All employees and entrepreneurs are eligible for the 7702 plan. Basically, this plan may be used as a retirement savings plan, but not so often. This plan derives its name from Section 7702 of the Internal Revenue Code and does not constitute any type of tax-deferred savings plan such as 401(k) or 403(b) plans.
Understanding the Section 7702
The section defines the criteria that the cash value of the life insurance policies have to meet to retain their tax-advantaged status. The Section further lays down the guidelines for premiums paid and defines the corridor and the cash value accumulation tests that have to be met in order for the cash value inside a permanent policy to grow on a tax-deferred basis. The Section rules apply to any cash value life insurance policy that was issued after 1985 which means that Section 7702 is a code, and not a plan. Additionally, “7702 Plans” do not refer to any qualified plans in any sense and any cash value life insurance policy that you buy will be subject to the same tax rules. The 7702 plan can be said to be a life insurance policy. A clever insurance agent or an agency noticed the gap and simply named the policy ‘7702 plan’ after the section from which the policy is derived.

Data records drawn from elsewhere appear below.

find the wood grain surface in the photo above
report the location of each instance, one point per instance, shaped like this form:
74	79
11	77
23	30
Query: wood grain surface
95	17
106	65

Can 7702 be used as a retirement plan?
When it comes to retirement plans, most people are familiar with the 401(k) and some other individual retirement accounts, however, when asked, most people are not familiar with the 7702 plans which are often advertised as plans that allow savers to access their funds without incurring any tax penalties. In essence, and on the surface, these plans seem to offer much more flexibility as a retirement vehicle. This raises the question, given their many advantages and flexibility, why aren’t they popular?
To answer this question, we need to understand what the 7702 plan is and how they differ from the traditional retirement options.
The 7702 plan/policy is essentially variable universal life insurance policies and the contributions that you make to these policies will grow tax-deferred and can be invested in various other accounts. This means that these accounts do not have an age restriction tied to them but, they however should not be viewed as a retirement plan or as a replacement for one.
The difference between 7702 plans and the retirement plans
The 7702 plan basically is a contract between you ‘the insured’ and the company that is selling the insurance ‘the insurer.’ This contract stipulates that you are to pay premiums to this account and while this plan and other life insurance plans grow tax-deferred, they do not offer any tax deductions as in the case with the retirement plans.
In most cases, markets will advertise the 7702 plans as a retirement plan and there is a good reason for that. Selling life policies can be at times tough but marketing the 7702 plan as a retirement plan makes it easy to sell. These plans come with a hefty commission to the broker and the insurance agents which makes some willing to misrepresent the facts just to close the deal.
Are they any good?
If the 7702 plan is just some life insurance plan with a fancy name, why would someone sell it as a retirement plan? Well, there are some certain advantages attached to these plans, for instance, growing value on a tax-deferred basis, withdrawing funds to put it into other policies without incurring any taxes, and leaving tax free funds to your beneficiaries when you die. Additionally, when you compare the 7702 plan to other retirement plans like the 401(k) and other IRAs, the 7702 plan does not have any contribution limit.
While the 7702 seems like miraculous policies when compared against the other retirement plans, certainly, there are some other drawbacks. There are certain limitations that make these plans very unpopular. Right off the bat, these plans often come with a lot of fees attached to them. This includes things like the contract fees, mortality and expense fees, administrative fees, and many more. Additionally, the 7702 plans come also with a cancellation fee to get out.
What mot sales agents will not tell you is that the 7702 plan has to pass through two tests in order for it to be valid. These are, the cash value accumulation test (CVAT) and the guideline premium and corridor test (GPT). The first test simply states that the cash value for surrendering must not exceed what the holder would have paid if he or she made a single lump-sum payment minus any fees. The second test usually means that the holder must not have paid more than the required amount to fund the insurance benefits included.
Even if the plan passes both the tests, it is not sufficient enough to qualify as a retirement plan. However, the cash value of the policy could be used for retirement. What you need to understand is that life insurance policies are just a backup option to retirement plans. Also, it is good to understand these policies are not backed up by the Federal Deposit Insurance Corporation which means you are not in any way protected in case things go wrong.